A private equity firm that was in talks to buy FleetPartners earlier this month may now return to the negotiating table after the vehicle management company’s shares crashed this week on the back of a trading update.
Shares fell on Wednesday by 8 per cent and a further 1.4 per cent on Thursday after a worse-than-expected trading update and confusion around some of the wording such as the group saying it saw fiscal 2025 as a “transition year”.
Its market value is now $634m.
For the third quarter, assets under management or financed was up 5 per cent but new business writings were down 17 per cent year to date to June compared to the previous corresponding period.
Net operating income was up 5 per cent for the quarter.
The group also said arrears remained elevated but would be resolved by the delivery of its 2025 financial year results.
Net debt also remained elevated due to arrears, but would also be resolved by the 2025 financial year result delivery.
Before the disappointing update, the share price of the fleet leasing business was up 15 per cent this year, so with the fall of almost 10 per cent in the past two days, it has erased most of those gains.
Pacific Equity Partners bought rival SG Fleet last year for $1.2bn but is not thought to be a suitor, while BGH Capital is also not circling.
Most were pointing to either TPG Capital or Kohlberg Kravis Roberts, which had both looked before.
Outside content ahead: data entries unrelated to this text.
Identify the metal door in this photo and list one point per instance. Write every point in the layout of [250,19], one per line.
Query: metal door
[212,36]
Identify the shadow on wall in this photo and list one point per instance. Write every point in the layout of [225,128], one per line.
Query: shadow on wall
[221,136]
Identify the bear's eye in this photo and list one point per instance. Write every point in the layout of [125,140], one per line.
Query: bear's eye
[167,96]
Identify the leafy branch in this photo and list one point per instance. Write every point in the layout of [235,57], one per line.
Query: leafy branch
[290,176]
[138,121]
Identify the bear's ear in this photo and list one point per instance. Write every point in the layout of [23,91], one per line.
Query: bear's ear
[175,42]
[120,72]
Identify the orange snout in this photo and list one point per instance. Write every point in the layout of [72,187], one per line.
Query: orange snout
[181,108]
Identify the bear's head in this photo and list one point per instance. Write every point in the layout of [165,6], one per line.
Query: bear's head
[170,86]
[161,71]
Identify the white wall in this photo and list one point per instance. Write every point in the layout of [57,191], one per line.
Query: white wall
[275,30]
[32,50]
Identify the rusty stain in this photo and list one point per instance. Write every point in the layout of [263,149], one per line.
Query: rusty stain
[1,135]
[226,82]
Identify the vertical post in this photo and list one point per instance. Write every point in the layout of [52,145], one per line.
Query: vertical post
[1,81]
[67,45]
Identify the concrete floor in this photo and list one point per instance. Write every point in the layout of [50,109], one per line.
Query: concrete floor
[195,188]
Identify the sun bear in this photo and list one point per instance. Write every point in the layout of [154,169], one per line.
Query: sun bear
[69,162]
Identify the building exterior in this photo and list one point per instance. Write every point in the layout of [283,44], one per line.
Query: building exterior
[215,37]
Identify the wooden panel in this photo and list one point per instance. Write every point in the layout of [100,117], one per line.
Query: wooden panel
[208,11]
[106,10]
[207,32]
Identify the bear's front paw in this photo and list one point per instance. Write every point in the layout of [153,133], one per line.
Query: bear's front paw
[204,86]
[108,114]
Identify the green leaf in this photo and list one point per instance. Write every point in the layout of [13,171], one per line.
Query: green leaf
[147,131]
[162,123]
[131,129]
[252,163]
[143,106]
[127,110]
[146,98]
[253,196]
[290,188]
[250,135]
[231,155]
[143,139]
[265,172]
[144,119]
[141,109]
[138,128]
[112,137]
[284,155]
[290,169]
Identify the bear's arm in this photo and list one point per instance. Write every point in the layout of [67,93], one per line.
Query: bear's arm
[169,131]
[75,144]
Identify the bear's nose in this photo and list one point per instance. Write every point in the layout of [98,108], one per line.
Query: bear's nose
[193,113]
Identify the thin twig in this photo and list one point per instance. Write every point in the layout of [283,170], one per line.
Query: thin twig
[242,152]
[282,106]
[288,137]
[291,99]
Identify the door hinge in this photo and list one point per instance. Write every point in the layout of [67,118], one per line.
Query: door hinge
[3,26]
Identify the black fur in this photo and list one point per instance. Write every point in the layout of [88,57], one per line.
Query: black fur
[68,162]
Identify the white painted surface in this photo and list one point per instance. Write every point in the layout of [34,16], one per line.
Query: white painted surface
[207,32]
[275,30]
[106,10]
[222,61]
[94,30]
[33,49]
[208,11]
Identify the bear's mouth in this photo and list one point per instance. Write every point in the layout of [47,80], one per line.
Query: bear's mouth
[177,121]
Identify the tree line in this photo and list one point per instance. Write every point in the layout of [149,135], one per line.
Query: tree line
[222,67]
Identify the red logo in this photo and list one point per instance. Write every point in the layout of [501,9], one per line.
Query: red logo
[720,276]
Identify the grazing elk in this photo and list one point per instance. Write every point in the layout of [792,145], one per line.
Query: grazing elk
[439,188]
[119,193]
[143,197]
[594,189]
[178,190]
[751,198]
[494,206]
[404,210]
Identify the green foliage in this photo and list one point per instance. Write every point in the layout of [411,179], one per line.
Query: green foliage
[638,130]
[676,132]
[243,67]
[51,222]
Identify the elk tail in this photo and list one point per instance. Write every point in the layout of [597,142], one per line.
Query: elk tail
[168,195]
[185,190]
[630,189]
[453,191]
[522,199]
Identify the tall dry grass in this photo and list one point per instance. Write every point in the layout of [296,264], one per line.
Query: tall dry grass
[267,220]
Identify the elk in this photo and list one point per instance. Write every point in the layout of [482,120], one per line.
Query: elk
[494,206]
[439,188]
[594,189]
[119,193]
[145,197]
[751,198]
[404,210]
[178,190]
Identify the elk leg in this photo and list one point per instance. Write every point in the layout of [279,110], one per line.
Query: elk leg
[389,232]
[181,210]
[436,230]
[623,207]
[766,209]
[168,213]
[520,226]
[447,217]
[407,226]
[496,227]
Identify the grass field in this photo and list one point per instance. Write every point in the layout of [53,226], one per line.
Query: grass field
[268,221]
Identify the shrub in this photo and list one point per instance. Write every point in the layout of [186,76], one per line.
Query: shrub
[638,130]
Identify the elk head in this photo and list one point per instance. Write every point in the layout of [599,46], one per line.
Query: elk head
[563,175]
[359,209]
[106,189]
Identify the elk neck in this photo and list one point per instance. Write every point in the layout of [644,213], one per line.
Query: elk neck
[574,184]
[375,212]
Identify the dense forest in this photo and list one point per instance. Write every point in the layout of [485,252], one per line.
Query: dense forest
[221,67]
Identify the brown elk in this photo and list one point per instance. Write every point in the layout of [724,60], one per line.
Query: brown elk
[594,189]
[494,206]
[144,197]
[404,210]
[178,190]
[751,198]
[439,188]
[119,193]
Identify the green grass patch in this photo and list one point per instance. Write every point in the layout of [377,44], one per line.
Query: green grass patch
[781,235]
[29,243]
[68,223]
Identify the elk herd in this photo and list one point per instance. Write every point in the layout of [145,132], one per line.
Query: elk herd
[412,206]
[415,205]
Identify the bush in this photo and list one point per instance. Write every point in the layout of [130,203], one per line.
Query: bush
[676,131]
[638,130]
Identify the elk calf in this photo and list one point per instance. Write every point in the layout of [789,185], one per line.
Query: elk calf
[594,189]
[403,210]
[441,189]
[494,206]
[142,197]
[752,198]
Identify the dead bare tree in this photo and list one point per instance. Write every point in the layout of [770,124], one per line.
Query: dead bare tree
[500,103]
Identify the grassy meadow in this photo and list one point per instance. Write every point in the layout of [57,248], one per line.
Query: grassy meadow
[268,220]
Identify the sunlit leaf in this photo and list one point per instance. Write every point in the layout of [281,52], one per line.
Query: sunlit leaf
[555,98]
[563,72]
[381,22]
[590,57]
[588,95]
FleetPartners, which has UBS as a defence adviser, was previously named Eclipx and the $1.1bn salary packaging and novated leasing and fleet manager McMillan Shakespeare tried to buy Eclipx under previous management.
The business generated $38.9m of net profit for the six months to March 31, down 6.9 per cent on the previous corresponding period.
Earnings have also been higher in recent years on the back of the trend for customers to choose electric vehicles with governments offering rebates and stamp duty benefits, offering support for the sector.
Analysts from Morgan Stanley said in a research note that the third quarter itself was tracking in line with expectations but the result was temporarily dragged down by weaker new business writings.